“I arrived in India in 1981 with a group of 7 people, all the way from France. After being with this group for a few months, I suddenly decided that I wanted to be away from the world and follow the path of a sadhu [holy man]. I destroyed my passport, I gave all my money away and traveled with nothing, alone. I became kind of a crazy guy – when I look back at my past, I don’t think I would ever do it again [laughs]. During this time I discovered the Bhagavad Gita, and it resonated with me. I also visited Pondicherry and heard about this community called Auroville, but because I had already been part of intentional communities in France, it didn’t draw me in at first.
Eventually I ended up back in France. It’s there that I realized I wanted to live in India, and specifically in Auroville, because I discovered “The Life Divine” by Sri Aurobindo – I understood that I have a Karma, and why, for me, it was easy to reject the world. When I discovered Sri Aurobindo, all my cultural references dissipated. I felt like an investigator, and I found that for all the questions I had, there was a way of finding the answer. I had a past in France which involved activism, and that’s why there was a moment of “Aha!” with Sri Aurobindo because he was also a revolutionary, but he understood its limits, and started his own Yoga. This spoke to me a lot. I moved to Auroville in June 1982, so that I could be part of the project of Auroville while doing my education on Integral Yoga.

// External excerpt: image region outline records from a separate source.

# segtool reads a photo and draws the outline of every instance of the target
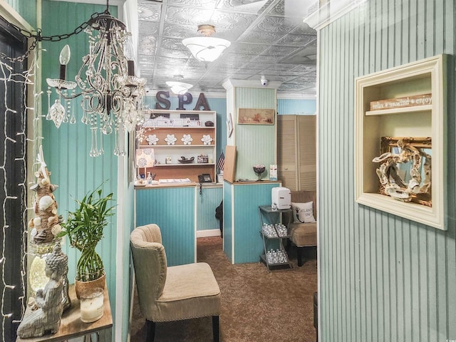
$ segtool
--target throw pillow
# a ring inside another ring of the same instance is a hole
[[[293,218],[295,223],[316,222],[314,217],[314,202],[306,203],[291,202],[293,209]]]

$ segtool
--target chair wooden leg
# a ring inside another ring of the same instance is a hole
[[[154,342],[155,338],[155,322],[145,320],[145,341],[147,342]]]
[[[302,250],[304,247],[298,247],[298,266],[302,266]]]
[[[212,335],[214,335],[214,342],[219,342],[219,316],[212,316]]]

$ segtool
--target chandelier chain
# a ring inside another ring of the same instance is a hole
[[[22,62],[26,58],[27,58],[28,56],[30,56],[30,53],[31,53],[31,51],[36,48],[36,45],[38,44],[38,41],[63,41],[63,39],[67,39],[70,38],[71,36],[78,34],[83,31],[84,31],[88,26],[91,25],[91,23],[93,22],[94,19],[96,19],[100,15],[105,14],[105,11],[103,13],[99,13],[99,12],[94,13],[90,16],[90,19],[89,20],[88,20],[87,21],[84,21],[83,24],[79,25],[73,31],[73,32],[71,32],[69,33],[56,34],[54,36],[42,36],[41,28],[38,28],[36,31],[33,31],[30,32],[24,28],[21,28],[20,27],[17,26],[16,25],[14,25],[14,24],[8,23],[9,26],[14,28],[16,31],[20,33],[25,38],[28,39],[33,38],[34,40],[30,44],[28,49],[22,56],[20,56],[19,57],[10,57],[9,56],[6,56],[3,52],[0,52],[0,58],[5,61],[9,61],[10,62],[13,62],[13,63]]]

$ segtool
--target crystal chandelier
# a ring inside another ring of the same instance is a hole
[[[104,152],[103,135],[114,133],[115,155],[125,155],[119,137],[132,132],[142,123],[142,97],[145,80],[135,76],[131,33],[125,24],[110,15],[108,10],[95,14],[83,30],[88,36],[89,52],[83,58],[76,82],[66,81],[66,68],[70,60],[70,48],[66,46],[60,55],[60,76],[47,78],[48,115],[56,127],[62,123],[76,123],[73,100],[81,95],[83,123],[90,126],[91,147],[89,155]],[[80,26],[80,27],[81,27]],[[79,92],[76,92],[76,87]],[[51,88],[58,98],[51,105]],[[66,103],[61,103],[62,98]]]
[[[200,25],[198,33],[204,36],[187,38],[182,41],[182,44],[200,62],[213,62],[231,45],[226,39],[210,36],[215,33],[215,27],[212,25]]]

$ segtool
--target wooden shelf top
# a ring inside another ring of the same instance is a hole
[[[76,298],[74,290],[74,284],[70,285],[68,294],[71,301],[71,306],[62,315],[58,331],[54,334],[45,334],[41,337],[18,338],[16,342],[41,342],[53,341],[66,341],[75,337],[83,336],[85,335],[100,331],[113,327],[113,316],[111,314],[111,306],[109,303],[109,295],[108,294],[108,287],[105,286],[104,296],[104,311],[103,316],[98,321],[92,323],[84,323],[81,320],[81,304],[79,299]],[[27,307],[26,314],[28,313],[30,308]]]

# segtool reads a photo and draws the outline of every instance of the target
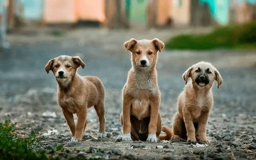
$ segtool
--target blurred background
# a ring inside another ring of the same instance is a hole
[[[20,134],[37,128],[68,141],[57,83],[45,66],[61,55],[79,56],[86,67],[78,73],[98,76],[105,85],[107,132],[114,143],[131,67],[123,42],[157,37],[165,45],[157,64],[163,124],[172,126],[183,73],[209,61],[224,83],[212,89],[207,135],[213,142],[216,135],[228,136],[242,145],[256,135],[255,19],[256,0],[0,0],[0,121],[16,122]],[[88,115],[86,134],[94,135],[97,118],[94,109]],[[150,156],[145,153],[138,154]]]

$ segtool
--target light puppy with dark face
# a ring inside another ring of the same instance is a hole
[[[47,73],[52,71],[58,82],[58,103],[72,134],[72,141],[78,142],[87,124],[87,108],[94,106],[99,117],[98,137],[105,134],[105,89],[99,78],[93,76],[82,77],[77,68],[83,68],[85,64],[79,57],[60,56],[51,59],[45,66]],[[78,117],[76,125],[74,113]]]
[[[117,140],[156,142],[162,126],[156,65],[158,52],[162,51],[164,44],[157,38],[132,38],[124,42],[124,46],[131,53],[132,68],[122,90],[120,119],[123,134]],[[161,138],[171,139],[173,134],[168,128],[163,127],[163,130],[167,135]]]
[[[188,142],[197,140],[208,144],[206,131],[214,104],[211,87],[216,80],[219,88],[222,78],[210,63],[203,61],[190,67],[182,77],[186,85],[178,100],[178,112],[173,124],[174,134]],[[187,84],[189,77],[191,81]]]

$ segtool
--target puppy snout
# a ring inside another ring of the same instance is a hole
[[[205,76],[200,76],[199,77],[199,79],[201,80],[201,81],[204,81],[205,80]]]
[[[141,64],[141,65],[144,65],[145,64],[146,64],[146,60],[141,60],[140,61],[140,64]]]
[[[62,76],[64,75],[64,71],[59,71],[58,74],[59,76]]]

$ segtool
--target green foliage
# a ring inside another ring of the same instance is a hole
[[[169,39],[165,44],[169,49],[256,49],[255,31],[256,21],[218,28],[208,34],[178,35]]]
[[[15,132],[15,127],[10,121],[0,123],[0,159],[63,159],[61,153],[70,152],[68,149],[65,150],[62,144],[58,145],[51,154],[46,154],[44,151],[33,150],[32,146],[36,146],[37,131],[32,131],[30,137],[21,138],[17,136]],[[101,151],[102,152],[102,151]],[[77,150],[77,152],[80,151]],[[56,153],[58,153],[56,154]],[[57,155],[56,155],[57,154]],[[102,159],[101,158],[81,158],[78,157],[65,157],[66,159]]]
[[[36,153],[29,146],[35,139],[20,138],[14,132],[14,126],[10,121],[0,123],[1,159],[47,159],[42,152]]]

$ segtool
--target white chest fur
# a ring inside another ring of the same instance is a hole
[[[132,105],[131,114],[138,120],[150,116],[150,102],[147,99],[134,100]]]

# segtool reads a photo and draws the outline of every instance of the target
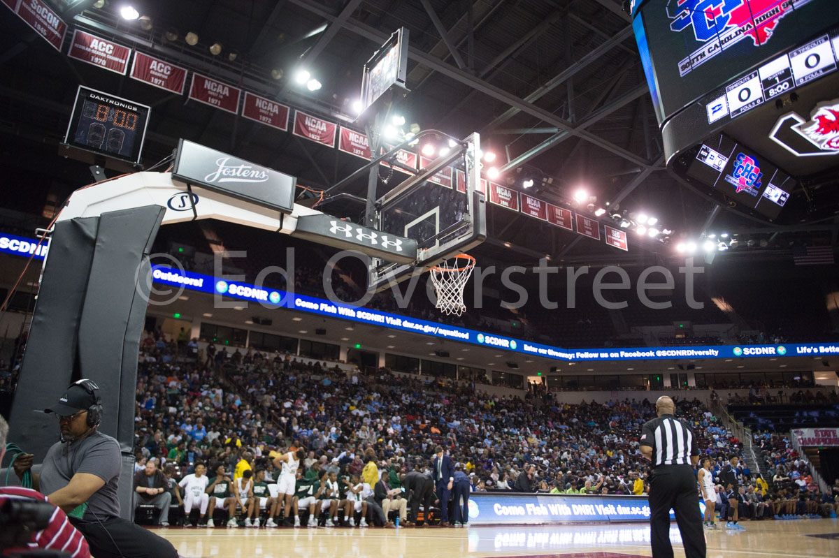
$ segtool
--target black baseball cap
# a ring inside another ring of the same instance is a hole
[[[96,396],[88,392],[81,385],[74,384],[67,388],[67,390],[61,395],[58,403],[44,409],[45,413],[55,413],[59,416],[68,416],[82,409],[88,409],[96,404]]]

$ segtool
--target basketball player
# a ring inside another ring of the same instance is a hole
[[[205,527],[215,527],[212,516],[207,518],[210,495],[206,493],[206,489],[210,484],[210,479],[204,474],[205,471],[206,471],[206,468],[204,463],[195,463],[195,472],[184,477],[178,483],[178,486],[184,489],[184,515],[189,518],[190,512],[197,504],[201,514],[198,524],[203,524]]]
[[[702,499],[705,500],[705,520],[702,524],[706,529],[719,529],[714,523],[714,504],[717,502],[717,493],[714,490],[710,457],[702,457],[702,467],[696,473],[696,480],[699,481],[699,489],[702,493]]]
[[[207,493],[210,494],[210,514],[212,514],[215,509],[227,509],[230,518],[227,519],[228,527],[238,527],[236,522],[236,499],[230,495],[231,485],[230,477],[224,470],[224,465],[219,463],[216,468],[216,476],[210,480],[210,486],[207,487]]]
[[[253,481],[253,504],[251,505],[252,524],[259,526],[259,512],[263,509],[271,509],[274,499],[268,495],[268,483],[265,482],[265,469],[257,469],[256,478]],[[266,527],[276,527],[277,524],[272,518],[265,523]]]
[[[289,452],[281,456],[274,457],[274,466],[280,469],[279,481],[277,483],[279,493],[277,498],[282,498],[285,494],[285,504],[283,508],[285,514],[285,519],[283,525],[291,527],[291,499],[294,495],[294,481],[297,478],[297,469],[300,466],[300,460],[306,457],[306,451],[302,447],[298,447],[295,452]]]
[[[253,504],[253,471],[248,469],[233,481],[233,497],[236,499],[236,505],[242,508],[245,514],[245,527],[253,527],[251,505]]]

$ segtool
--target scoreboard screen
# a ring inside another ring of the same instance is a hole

Auroville was a completely new world to discover – new insects, trees, fruits and animals. It was really not close to my culture at all. I come from the north of France where there are mines, and it’s dark and cold, so you can imagine what it was like to move to the south of India. And when I just arrived the pioneer spirit was still very much alive – it was a lot of fun. It was interesting to study the history, the dream and the philosophy of Auroville. At the same time, we were here on the spot so we could see the gaps between the dream and the reality.
There were also many feelings floating in the community. There was the happiness of building the new city, and there was also the wish to get away from the world outside. But the thing is, you start to project into the future, and this can be disappointing. Here, you’re in a complex situation with so many layers. And then you discover there are limitations to the community, the collective. For me, artistic expression was one way to have a secret world that I could create, that doesn’t require meetings or discussion or opinions, and it’s something I can do alone. It’s necessary for me to have that secret space to experiment.

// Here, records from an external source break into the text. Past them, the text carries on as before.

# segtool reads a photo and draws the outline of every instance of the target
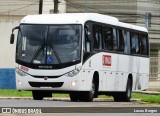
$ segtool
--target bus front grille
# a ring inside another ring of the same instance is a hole
[[[31,87],[62,87],[64,82],[28,82]]]

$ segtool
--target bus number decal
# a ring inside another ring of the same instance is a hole
[[[103,55],[103,66],[111,66],[112,60],[110,55]]]

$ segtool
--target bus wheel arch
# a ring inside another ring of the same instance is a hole
[[[129,102],[131,99],[132,86],[133,86],[133,76],[132,76],[132,74],[129,74],[127,82],[126,82],[126,90],[124,92],[115,93],[113,95],[114,101],[116,101],[116,102],[121,102],[121,101]]]

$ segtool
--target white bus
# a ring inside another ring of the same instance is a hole
[[[146,90],[149,40],[146,28],[96,13],[30,15],[18,29],[16,87],[33,99],[69,93],[71,101],[99,94],[130,101]]]

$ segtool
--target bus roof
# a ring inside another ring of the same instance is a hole
[[[122,23],[115,17],[98,13],[62,13],[25,16],[23,24],[84,24],[86,21],[95,21],[114,26],[148,32],[146,28],[132,24]]]

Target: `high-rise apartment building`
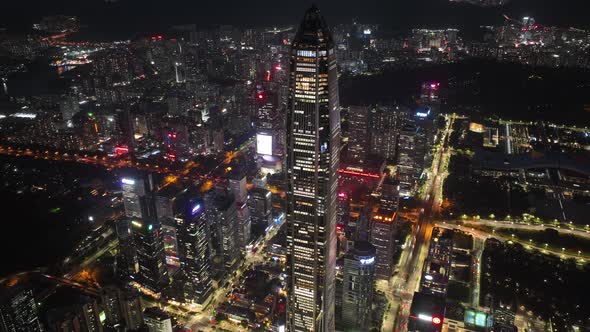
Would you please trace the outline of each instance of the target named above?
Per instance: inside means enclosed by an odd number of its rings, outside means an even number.
[[[340,106],[334,42],[312,6],[290,53],[287,109],[289,331],[334,331]]]
[[[368,106],[351,106],[348,109],[348,158],[352,162],[363,164],[367,160],[371,142],[370,115]]]
[[[42,331],[33,292],[17,280],[0,286],[0,331]]]
[[[203,202],[191,200],[179,226],[181,267],[188,279],[184,300],[188,303],[202,304],[211,294],[210,236],[204,210]]]
[[[131,221],[139,264],[136,280],[154,293],[170,283],[166,268],[162,225],[152,221]]]
[[[342,268],[342,323],[355,331],[368,331],[375,286],[375,247],[355,241]]]
[[[389,280],[393,272],[393,254],[395,253],[395,219],[396,212],[379,209],[373,215],[371,225],[371,243],[377,250],[375,277]]]

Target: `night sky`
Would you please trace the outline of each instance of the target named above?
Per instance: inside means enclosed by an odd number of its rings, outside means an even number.
[[[379,23],[391,28],[474,27],[502,22],[501,15],[533,16],[546,25],[590,27],[588,0],[512,0],[503,8],[479,8],[448,0],[103,0],[5,1],[0,26],[30,27],[47,14],[78,15],[89,30],[104,37],[133,37],[163,31],[173,24],[270,26],[293,24],[312,2],[329,24]]]

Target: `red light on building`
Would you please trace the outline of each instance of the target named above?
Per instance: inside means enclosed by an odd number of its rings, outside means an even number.
[[[115,147],[115,154],[118,156],[124,155],[129,153],[129,148],[126,146],[116,146]]]
[[[363,177],[374,178],[374,179],[379,179],[381,177],[381,176],[379,176],[379,174],[355,172],[355,171],[349,171],[349,170],[345,170],[345,169],[339,169],[338,172],[342,173],[342,174],[363,176]]]

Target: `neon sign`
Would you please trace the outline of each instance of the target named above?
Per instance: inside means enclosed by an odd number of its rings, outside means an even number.
[[[375,257],[371,257],[371,258],[363,258],[360,260],[361,265],[369,265],[369,264],[373,264],[375,263]]]

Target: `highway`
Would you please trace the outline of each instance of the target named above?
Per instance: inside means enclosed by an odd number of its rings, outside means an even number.
[[[481,225],[481,226],[488,226],[492,228],[514,228],[514,229],[522,229],[527,231],[544,231],[547,228],[555,229],[557,232],[562,234],[569,234],[575,235],[581,238],[590,239],[590,230],[582,229],[582,228],[575,228],[569,224],[561,224],[557,226],[553,226],[551,224],[530,224],[530,223],[522,223],[522,222],[514,222],[514,221],[507,221],[507,220],[487,220],[487,219],[480,219],[480,220],[455,220],[451,222],[461,222],[465,225]]]
[[[494,238],[494,239],[497,239],[502,242],[511,241],[514,243],[520,243],[527,249],[539,250],[540,252],[542,252],[544,254],[552,254],[555,256],[559,256],[561,258],[573,258],[573,259],[580,260],[582,262],[586,262],[586,261],[590,260],[590,254],[588,254],[588,253],[582,253],[582,252],[578,253],[578,252],[571,252],[571,251],[565,251],[565,250],[555,250],[552,248],[548,248],[544,245],[538,245],[537,243],[534,243],[532,241],[525,241],[525,240],[521,240],[521,239],[518,239],[515,237],[511,237],[511,236],[503,236],[498,233],[488,233],[483,230],[475,229],[470,226],[456,225],[456,224],[447,223],[447,222],[438,223],[436,226],[444,227],[444,228],[451,228],[451,229],[458,229],[458,230],[463,231],[465,233],[471,234],[474,238],[478,238],[483,241],[485,241],[486,239],[489,239],[489,238]]]
[[[400,258],[397,273],[389,281],[389,292],[387,296],[393,294],[390,313],[386,314],[383,322],[382,331],[407,331],[408,317],[414,292],[418,291],[420,286],[420,277],[422,274],[422,265],[428,254],[428,246],[432,236],[433,222],[432,218],[438,212],[442,201],[442,185],[446,176],[446,167],[448,165],[449,137],[452,132],[454,116],[447,116],[447,124],[441,134],[440,143],[437,146],[430,170],[430,183],[425,185],[422,191],[424,201],[422,203],[420,217],[412,232],[409,245],[406,246],[404,253]],[[398,309],[399,308],[399,309]],[[397,313],[395,322],[392,312]]]
[[[263,260],[264,260],[264,247],[277,234],[277,232],[281,228],[281,226],[282,226],[282,224],[275,225],[273,228],[271,228],[266,233],[266,235],[264,236],[264,239],[262,241],[260,241],[260,244],[256,248],[256,252],[249,250],[246,253],[246,257],[244,258],[240,267],[237,269],[236,275],[235,276],[232,275],[229,279],[224,280],[223,282],[220,283],[221,287],[214,290],[213,295],[211,296],[210,302],[205,306],[205,308],[201,312],[191,314],[185,318],[181,318],[182,320],[185,321],[185,325],[191,326],[193,331],[199,331],[199,330],[209,331],[211,329],[209,322],[210,322],[210,318],[213,316],[213,311],[217,308],[217,306],[219,304],[221,304],[227,300],[227,297],[226,297],[227,292],[229,292],[231,290],[232,285],[239,283],[240,278],[241,278],[242,274],[244,273],[244,271],[248,270],[253,265],[263,262]],[[228,287],[224,287],[223,285],[225,285],[225,284],[228,284]],[[167,307],[167,310],[170,311],[170,308],[168,308],[168,307]],[[241,328],[238,325],[224,326],[224,328],[226,328],[226,329],[231,328],[231,327],[234,327],[233,330],[235,330],[235,331],[242,331],[243,330],[243,328]]]

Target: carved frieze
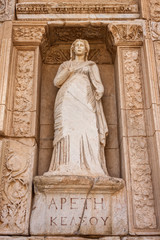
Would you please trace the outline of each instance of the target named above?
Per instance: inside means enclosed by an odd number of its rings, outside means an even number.
[[[151,168],[145,137],[129,138],[132,198],[137,228],[156,228]]]
[[[5,0],[0,0],[0,14],[5,11],[6,2]]]
[[[137,13],[137,4],[100,4],[100,3],[18,3],[18,14],[100,14],[100,13]],[[47,16],[43,16],[46,17]]]
[[[44,63],[46,64],[61,64],[69,59],[70,46],[67,47],[67,45],[61,45],[61,48],[52,46],[48,48],[44,55]],[[94,45],[94,48],[91,48],[90,50],[88,59],[96,62],[97,64],[112,62],[111,57],[107,55],[107,51],[104,49],[103,45]]]
[[[34,94],[34,51],[18,51],[12,128],[15,136],[31,133]]]
[[[51,42],[72,43],[76,39],[104,42],[106,27],[54,27],[50,29]]]
[[[109,24],[109,31],[112,33],[116,45],[139,44],[143,41],[143,29],[141,25],[134,24]]]
[[[160,23],[152,22],[152,39],[153,40],[160,40]]]
[[[15,0],[0,0],[0,22],[14,19]]]
[[[159,0],[150,0],[150,13],[151,18],[155,21],[160,20],[160,1]]]
[[[2,143],[0,233],[27,234],[35,146],[30,140]]]
[[[13,42],[35,42],[40,44],[44,33],[44,26],[14,26]]]
[[[143,108],[142,83],[141,83],[141,67],[140,51],[124,50],[123,69],[124,69],[124,85],[125,85],[125,102],[127,109]]]

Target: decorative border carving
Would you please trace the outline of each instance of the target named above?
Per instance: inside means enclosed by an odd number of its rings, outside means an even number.
[[[152,22],[152,40],[160,40],[160,23]]]
[[[0,0],[0,22],[13,20],[15,0]]]
[[[30,140],[2,143],[1,234],[28,234],[34,154]]]
[[[29,136],[32,129],[34,51],[18,50],[12,128],[14,136]]]
[[[151,18],[155,21],[160,21],[160,1],[150,0],[150,13]]]
[[[17,14],[102,14],[138,13],[137,4],[87,4],[87,3],[18,3]]]
[[[143,42],[143,28],[134,24],[109,24],[109,34],[112,33],[115,45],[137,45]]]
[[[35,42],[40,44],[44,33],[45,26],[13,26],[13,42]]]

That artistic side got me the name Wazo. I was involved with organising games for the kids in Certitude Playground. We had the idea to build a big bird that would be part of a street theatre for Auroville’s birthday in 1983. It was huge, about 15 metres long, and we would move it around to different locations. And because ‘Oiseau’ in French means bird, people then started to call me Wazo.
I also have a Tamil Name which is Bapun. I was given this name because I used to go perform in the Kottakarai Village, where they had a street theatre. I wanted to discover Tamil theatre, so through a contact I was able to go and perform even though I didn’t speak Tamil. I was alone, and I didn’t understand the language, so I did physical comedy mostly, and played a joker. The other performers used to do a plays for 9 hours sometimes – that was too much for me. I would go on stage, and dance or something for 10 minutes at a time. They all called me Bapun, and it was interesting because when they would see me on the road they would recognize me as Bapun the funny guy. They were always happy to see me, and I would be surprised by that, because now I had a role to play in my daily life as well. For me it was very important to be a different kind of vellakara [white person], not the one who has all the money and is a boss.

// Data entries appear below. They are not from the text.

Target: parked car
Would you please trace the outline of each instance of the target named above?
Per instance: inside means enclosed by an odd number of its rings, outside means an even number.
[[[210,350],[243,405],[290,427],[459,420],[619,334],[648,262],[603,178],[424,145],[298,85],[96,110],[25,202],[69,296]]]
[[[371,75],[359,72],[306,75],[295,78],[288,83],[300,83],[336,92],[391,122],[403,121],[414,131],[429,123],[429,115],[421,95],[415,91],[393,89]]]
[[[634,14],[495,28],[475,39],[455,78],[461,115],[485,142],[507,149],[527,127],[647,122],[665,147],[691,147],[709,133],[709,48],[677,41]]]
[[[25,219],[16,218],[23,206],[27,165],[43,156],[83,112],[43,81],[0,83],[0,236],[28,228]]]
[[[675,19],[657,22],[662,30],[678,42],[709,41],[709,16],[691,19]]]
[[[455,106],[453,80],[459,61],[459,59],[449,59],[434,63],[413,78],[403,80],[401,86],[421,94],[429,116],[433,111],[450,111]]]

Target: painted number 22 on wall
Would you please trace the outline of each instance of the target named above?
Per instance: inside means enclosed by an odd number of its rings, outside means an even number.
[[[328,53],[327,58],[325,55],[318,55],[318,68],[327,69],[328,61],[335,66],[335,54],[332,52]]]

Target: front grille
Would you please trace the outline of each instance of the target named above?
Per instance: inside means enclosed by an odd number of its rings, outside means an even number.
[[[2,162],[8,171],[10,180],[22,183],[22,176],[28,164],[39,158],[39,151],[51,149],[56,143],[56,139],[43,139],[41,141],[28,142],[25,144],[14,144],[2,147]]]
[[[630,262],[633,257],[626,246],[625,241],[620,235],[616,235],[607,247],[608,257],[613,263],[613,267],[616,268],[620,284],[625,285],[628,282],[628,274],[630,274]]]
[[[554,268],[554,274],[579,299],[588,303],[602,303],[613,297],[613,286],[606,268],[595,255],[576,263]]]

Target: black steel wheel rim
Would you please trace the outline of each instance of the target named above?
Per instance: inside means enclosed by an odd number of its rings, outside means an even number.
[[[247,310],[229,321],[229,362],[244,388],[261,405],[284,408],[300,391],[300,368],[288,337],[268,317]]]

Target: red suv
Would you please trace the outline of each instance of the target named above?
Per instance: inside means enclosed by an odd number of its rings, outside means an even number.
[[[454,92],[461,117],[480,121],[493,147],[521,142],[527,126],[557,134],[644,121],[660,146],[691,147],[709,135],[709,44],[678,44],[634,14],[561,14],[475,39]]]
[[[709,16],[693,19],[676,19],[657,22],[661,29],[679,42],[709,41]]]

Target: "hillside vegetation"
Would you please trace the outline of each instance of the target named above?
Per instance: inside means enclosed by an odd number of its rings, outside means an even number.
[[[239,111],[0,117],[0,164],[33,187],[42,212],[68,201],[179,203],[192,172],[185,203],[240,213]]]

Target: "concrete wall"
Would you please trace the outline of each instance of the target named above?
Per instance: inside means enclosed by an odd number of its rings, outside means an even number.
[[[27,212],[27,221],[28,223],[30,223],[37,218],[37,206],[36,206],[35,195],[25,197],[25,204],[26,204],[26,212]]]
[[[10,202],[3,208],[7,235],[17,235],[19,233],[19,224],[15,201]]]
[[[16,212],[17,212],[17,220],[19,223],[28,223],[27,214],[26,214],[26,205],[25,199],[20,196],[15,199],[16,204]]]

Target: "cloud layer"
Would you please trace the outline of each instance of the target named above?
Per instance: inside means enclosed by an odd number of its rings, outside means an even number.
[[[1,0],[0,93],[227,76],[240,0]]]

Around 1987 I went back to France for about 8 years, and when I came back in 1995, the Youth Centre was being built. I was involved with the Youth Centre for 5 years, and at the same time a few of us started Kalabhumi, which is the arts and culture space in Auroville. We started preparing the amphitheatre for performances. We worked on this because there were two things we needed to do for the youth: one was the social aspect, which was the Youth Centre, and the other was a space for their artistic expression, which Kalabhumi aimed to provide. So my work for Auroville has been in the social, artistic and cultural fields.
What is interesting about Auroville is that on one hand there is the idea of the utopia, where you are exploring the differences between a utopia in theory and in reality. And on the other hand, we are discovering the ways in which you can implement a direct democracy, and the concept of Divine Anarchy. And then it’s also about understanding your own limits, in terms of imagining a new society. That’s why the writings of Sri Aurobindo and the Mother are interesting, because first you have to discover what’s inside you, your inner world, and then move outward. This is difficult: in the end you can never be satisfied, because you can imagine something more than what you have seen and lived. You have to face the fact that there’s a collective limit and your own individual limit. But for me, now I am at a point where I am waiting for nothing. It took me many years to get here.